Mais cedo, a Advocacia da Câmara havia enviado um documento ao STF no qual afirmava ter cumprido as determinações da Corte e solicitava a liberação dos recursos. A argumentação da Casa foi a de que os parlamentares agiram de "boa-fé", respeitando a legislação vigente e as interpretações jurídicas do Executivo, e que a aprovação das emendas ocorreu de forma transparente. No dia anterior, o presidente da Câmara, Arthur Lira (PP-AL), já tinha se manifestado no mesmo sentido. Ele se reuniu com o presidente Luiz Inácio Lula da Silva e líderes partidários.

Dino, no entanto, considerou essa primeira resposta dos deputados insuficiente. "Lamentavelmente, da petição hoje (ontem) protocolada pela Câmara dos Deputados não emergem as informações essenciais", disse ele. Diante da falta de dados "imprescindíveis", o ministro havia concedido mais um prazo para que a Câmara se manifestasse - a Casa tinha até as 20h de ontem para entregar novas respostas.

À noite, Câmara informou ao Supremo que agiu "sob orientação jurídica" de pastas do governo Lula ao indicar os R$ 4,2 bilhões em emendas apadrinhadas por 17 de líderes de bancada. Defendeu, ainda, a legalidade no procedimento. "Daí o estranhamento de que apenas a Câmara esteja participando neste momento de diálogo institucional com a Suprema Corte, para fins de aprimoramento do processo orçamentário das emendas parlamentares, quando a competência para a matéria é do Congresso Nacional, quando o Senado adotou rito rigorosamente idêntico ao da Câmara dos Deputados e quando ambas as Casas se limitaram a seguir orientações técnicas prévias do Poder Executivo, para fins de mero encaminhamento de indicações que sequer são impositivas", diz a manifestação assinada pela Advocacia da Câmara.
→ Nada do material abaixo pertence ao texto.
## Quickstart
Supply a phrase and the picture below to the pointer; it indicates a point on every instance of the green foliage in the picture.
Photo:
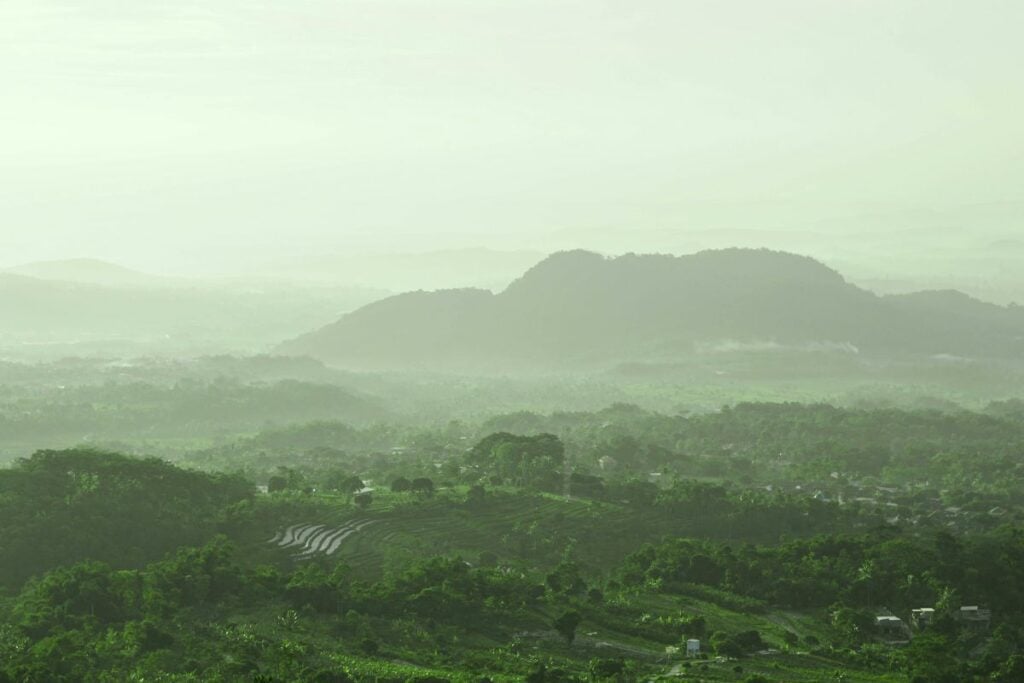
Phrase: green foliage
(60, 507)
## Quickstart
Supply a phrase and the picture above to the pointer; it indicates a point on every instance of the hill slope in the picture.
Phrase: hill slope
(580, 307)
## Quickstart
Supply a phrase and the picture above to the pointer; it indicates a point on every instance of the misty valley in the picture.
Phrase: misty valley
(732, 465)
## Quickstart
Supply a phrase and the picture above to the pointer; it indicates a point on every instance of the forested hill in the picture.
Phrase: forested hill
(581, 307)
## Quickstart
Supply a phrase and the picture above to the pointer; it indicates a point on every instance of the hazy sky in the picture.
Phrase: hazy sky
(200, 133)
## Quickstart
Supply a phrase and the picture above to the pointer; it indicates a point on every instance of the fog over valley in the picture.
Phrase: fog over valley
(494, 341)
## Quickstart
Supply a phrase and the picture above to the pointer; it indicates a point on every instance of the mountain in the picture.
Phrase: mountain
(86, 270)
(580, 307)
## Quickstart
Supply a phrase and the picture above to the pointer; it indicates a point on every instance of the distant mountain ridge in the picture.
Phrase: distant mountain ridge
(579, 306)
(86, 270)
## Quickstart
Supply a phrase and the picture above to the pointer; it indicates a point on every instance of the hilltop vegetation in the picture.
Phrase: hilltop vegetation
(559, 547)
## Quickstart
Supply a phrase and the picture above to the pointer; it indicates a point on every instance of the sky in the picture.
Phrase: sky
(208, 135)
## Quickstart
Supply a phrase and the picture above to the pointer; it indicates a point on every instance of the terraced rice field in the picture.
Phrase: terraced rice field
(308, 540)
(515, 527)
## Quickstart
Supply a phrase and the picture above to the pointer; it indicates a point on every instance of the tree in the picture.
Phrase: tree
(423, 485)
(566, 625)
Segundo o documento, a orientação jurídica partiu dos ministérios da Fazenda, do Planejamento e da Gestão, além da Secretaria de Relações Institucionais, da Casa Civil e da Advocacia-Geral da União. "Caso não houvesse a orientação em questão, não haveria qualquer ofício de indicação."

SUSPENSÃO

Na última segunda-feira, Dino bloqueou R$ 4,2 bilhões em emendas de comissão - o pagamento estava previsto para até o fim do ano - com base no entendimento de que elas não atenderam aos critérios de transparência e rastreabilidade e descumpriram decisões do STF. Ele condicionou o desbloqueio à identificação dos parlamentares responsáveis pelas indicações.

Ontem, ao cobrar novas explicações, Dino rejeitou o argumento da Câmara sobre a distinção entre "aprovação" e "indicação" de emendas. Segundo ele, não há base normativa que justifique a alegação de que a destinação de recursos por uma comissão permanente da Casa não precise de uma aprovação formal.

"Lembro que não existem, no ordenamento jurídico pátrio, 'emendas de líderes'. A Constituição Federal trata exclusivamente sobre 'emendas individuais' e 'de bancada', enquanto que as 'emendas de comissão' são reguladas pela Resolução n.º 001/2006, do Congresso Nacional, e, mais recentemente, pela Lei Complementar n.º 210/2024", afirmou ele.

As emendas bloqueadas por Dino são do tipo RP-8, conhecidas como emendas de comissão. Essas emendas são indicadas por um ou mais parlamentares a cada comissão permanente, que as aprova. Contudo, o conjunto de emendas aprovado pela Câmara e enviado no último dia 12 ao governo federal - responsável pela execução dos recursos - não identifica os parlamentares que fizeram as indicações. Em vez disso, 17 líderes de bancada aparecem no ofício como os responsáveis pelas emendas.

No primeiro documento encaminhado ontem ao Supremo, Lira já havia dito que o procedimento adotado, com a assinatura de 17 líderes de bancadas, foi considerado legal e respaldado por órgãos e ministérios do governo Lula. A Câmara destacou que o ofício encaminhado ao Executivo ratificou as indicações de emendas já aprovadas pelas comissões, e não serviu para a "criação ou aprovação de novas emendas à revelia das comissões".

'EMENDA DE LÍDER'

Para Dino, porém, essa prática do "apadrinhamento" é inconstitucional, pois cria uma nova modalidade, as "emendas de líderes", o que foi rechaçado pelo ministro. Além disso, de acordo com o magistrado, o artifício dificulta a identificação dos verdadeiros autores das emendas, violando os princípios de transparência e de rastreabilidade.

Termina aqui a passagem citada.